4. Heb je je opties wel goed onderzocht?
We zijn geneigd naar de meest voor de hand liggende opties te kijken: als je graag met kwetsbare mensen wil werken, ga je werken in het speciaal onderwijs, logisch toch? Maar er zijn nog zoveel andere opties, die misschien minder voor de hand liggen. De vraag is bij voorbeeld of je wel fulltime bezig moet zijn met die behoefte die je hebt: misschien werkt het ook wel om naast je werk bezig te zijn met kwetsbare kinderen. Doordat je een (halve) dag per week vrijwilliger bent in een instelling of een school. Of doordat je je aanmeldt als weekendopvang voor kinderen die een tweede thuis nodig hebben om bij te komen.
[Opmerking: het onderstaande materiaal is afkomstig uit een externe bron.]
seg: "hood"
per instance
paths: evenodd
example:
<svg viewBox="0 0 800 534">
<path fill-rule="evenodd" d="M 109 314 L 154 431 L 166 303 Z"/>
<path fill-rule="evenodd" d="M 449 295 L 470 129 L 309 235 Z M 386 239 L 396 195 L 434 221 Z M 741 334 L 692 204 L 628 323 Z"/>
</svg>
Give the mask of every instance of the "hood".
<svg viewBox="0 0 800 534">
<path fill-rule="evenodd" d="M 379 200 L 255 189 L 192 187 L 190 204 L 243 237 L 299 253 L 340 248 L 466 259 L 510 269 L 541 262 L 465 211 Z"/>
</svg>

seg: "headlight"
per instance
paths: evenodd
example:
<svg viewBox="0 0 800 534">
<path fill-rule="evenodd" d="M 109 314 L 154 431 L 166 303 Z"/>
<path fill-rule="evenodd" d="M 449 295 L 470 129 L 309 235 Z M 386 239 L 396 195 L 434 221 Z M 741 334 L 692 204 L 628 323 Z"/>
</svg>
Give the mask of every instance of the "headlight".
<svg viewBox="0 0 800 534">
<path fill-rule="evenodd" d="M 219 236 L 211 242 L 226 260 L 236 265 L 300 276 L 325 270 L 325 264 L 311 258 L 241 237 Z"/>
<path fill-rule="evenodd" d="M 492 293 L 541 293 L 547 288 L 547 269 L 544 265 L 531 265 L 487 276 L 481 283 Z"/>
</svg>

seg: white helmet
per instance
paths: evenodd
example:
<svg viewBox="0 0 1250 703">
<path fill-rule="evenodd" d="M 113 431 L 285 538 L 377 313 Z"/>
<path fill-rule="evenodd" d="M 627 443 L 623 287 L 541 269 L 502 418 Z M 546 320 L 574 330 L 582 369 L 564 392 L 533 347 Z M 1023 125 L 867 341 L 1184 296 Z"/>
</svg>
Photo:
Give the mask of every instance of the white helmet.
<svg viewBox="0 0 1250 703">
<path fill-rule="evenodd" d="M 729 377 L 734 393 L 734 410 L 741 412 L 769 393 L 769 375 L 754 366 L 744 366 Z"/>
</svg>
De Mark Rutte strategie had ook gekund
Ok, mijn eigen achilleshiel dan nog even. Er zijn al zo weinig vrouwen die meebeslissen en onze dochters laten zien dat dat normaal is. Ik begrijp best dat Merel niet vorm hoeft te geven omwille van de emancipatie, maar jammer is het wel dat ze die kleine pool van vrouwelijk beslissers verlaat. Het voelt soms toch een beetje alsof wij vrouwen nog steeds bezig zijn met de tweede fase van het verwerven van kiesrecht. Er zijn al zo weinig vrouwen die hun geluid kunnen laten horen in de politiek en allerlei organisaties. Het blijft gek dat we dat zo normaal vinden.
Eh, sorry Merel, voor al deze ongevraagde adviezen, ik vind het zonde dat je niet preciezer bijstuurt. Dat je je kwaliteiten en mogelijkheden niet inzet op een manier waarmee je ook kwetsbare mensen helpt, maar waarschijnlijk veel meer impact hebt. Een baan in het bestuur van de Jeugdzorg bij voorbeeld. En dan een ochtend in de week als vrijwilliger op de vloer of voor de klas. Dat doen mannen zoals Mark Rutte. Nou ja, denk er nog eens over na. En praat ook vooral eens met mensen die wél echt naar je behoeften luisteren, maar niet direct gaan roepen dat het zo moedig is. Je hebt nog een paar maanden.